1) B. Primary alkyl halides react faster under SN2 reactions than secondary or tertiary alkyl
halides. Vinyl and aryl alkyl halides tend to not react under SN2 reactions, partially due to the
repulsion between the pi system and the attacking nucleophile. These facts eliminate choice C,
D, and E. Between choices A and B, iodine is a better leaving group, making it easier for the
attacking nucleophile to push the iodine off of the alkyl halide than with the bromine.
2) D. The product molecule provided has R stereochemistry (methoxy has the highest priority,
followed by ethyl, methyl, and lastly hydrogen. Remember to read the reverse stereochemistry
because the low priority group is coming out of the page). Because this reaction is using
backside attack (an SN2 mechanism), the stereochemistry was inverted in the course of the
reaction. This means that the reactant had S stereochemistry. Molecule D is the only one that
has S stereochemistry. For the reactant, Br has the high priority, followed by ethyl, methyl, and
finally hydrogen. Recall that in Fisher projections, the horizontal groups are coming of the page
and the vertical groups are going into the page.

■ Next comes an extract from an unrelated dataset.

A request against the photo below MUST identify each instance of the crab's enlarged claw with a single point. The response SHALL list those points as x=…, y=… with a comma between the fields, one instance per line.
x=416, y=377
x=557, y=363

3) B. Reaction of an alkene or alkyne with NBS and light creates an allylic halide through a
radical reaction mechanism. The only molecule that is not an allylic halide (a halide on the
carbon adjacent to a double bond) is molecule B. Molecules A and D are formed from the
original reaction. Molecule C is formed from a resonance structure that exists when the radical
is on the terminal primary carbon (the intermediate that formed molecule D). Resonance with
radicals happens in a similar manner to resonance with cations or lone pairs. The main
difference is that only one electron is moving at a time, whereas with lone pairs and cations two
electrons generally move in each step.
4) E. Of the two possible products (2,3-dimethyl-1-butene and 2,3-dimethyl-2-butene), the more
stable product is 2,3-dimethyl-2-butene due to there being more substitution about the double
bond. So, we are trying to increase the yield of the minor product. The major difference
between each of the answer choices is the size of the molecule (all of them have similar basicity
and nucleophilicity). So, we are likely looking at some sort of steric hindrance issue. In order to
form the major product, the base must deprotonate a tertiary carbon. This is difficult to do due to
the degree of substitution of that carbon atom. In order to form the minor product, the base only
has to deprotonate a primary carbon. If a larger molecule were used, it would be difficult to
make the major product due to the large steric hindrance between the tertiary carbon and the
large base. The minor product would be much easier to make due to only having to deprotonate
a primary carbon, where there is much less steric hindrance. Molecule E is the largest of the
answer choices.
5) B
6) B
7) A
8) C
9) C
10) B
11) B
12) A
13) C
14) E
15) D
16) a)
b) The product IR should not contain any alkyne hydrogen bond stretches near 3300 cm-1 or
any alkyne carbon-carbon bonds near 2200 cm-1. It will contain alkene carbon-hydrogen bond
stretching near 3000 cm-1, alkane carbon-hydrogen bond stretching around 2900 cm-1, and a
carbon-nitrogen triple bond stretch near 2200 cm-1 (this may be difficult to differentiate from the
carbon-carbon triple bond stretch in the reactant.
17)
d) Molecule A will react faster. Molecules have to have an anticoplanar geometry in order to
react in SN2 reactions. In the case of a cyclohexane molecule, this means that the leaving group
and proton must both be axial, and must be facing opposite directions (one up and one down). In
molecule A, this geometry is seen in its more stable chair conformation. However, in molecule
B this geometry only exists in its less stable chair conformation. So, molecule B must first go
from its most stable conformation to its less stable conformation, and then is able to react. This
raises the activation energy for its reaction (because it needs energy to perform a ring flip),
which slows the reaction.
18) The first graph corresponds to molecule D. The main differentiating features are the
presence of a low –OH stretch, which is characteristic of carboxylic acids, and the presence of
relatively low C=C and C=O stretches, which suggests that there are conjugated double bonds in
the molecule.
The second graph represents molecule C. The main features are the presence of both
C=O (~1750) and C-O (around 1200) stretches and the lack of aldehyde hydrogen peaks at 2800
and 2700 cm-1.
The third graph is molecule B. This graph contains aldehyde hydrogen stretching peaks
at 2700 and 2800 cm-1. It also shows a C=O stretch near 1700. The main deciding feature
between A and B is the presence of the aldehyde peaks in the third graph and the lack of them in
the fourth graph (which correlates to the ketone molecule A).
19)
The reaction of HBr with the original alkene will create a secondary cation adjacent to a
quaternary carbon. The methyl group can shift to make a tertiary carbocation, creating the
intermediate for the major product (F).
For product E, there will be no reaction. A weak nucleophile (EtOH) was added in a polar protic
solvent (EtOH). These conditions favor and SN1/E1 reaction. However, the alkyl halide is
primary, so it will not react under first order conditions.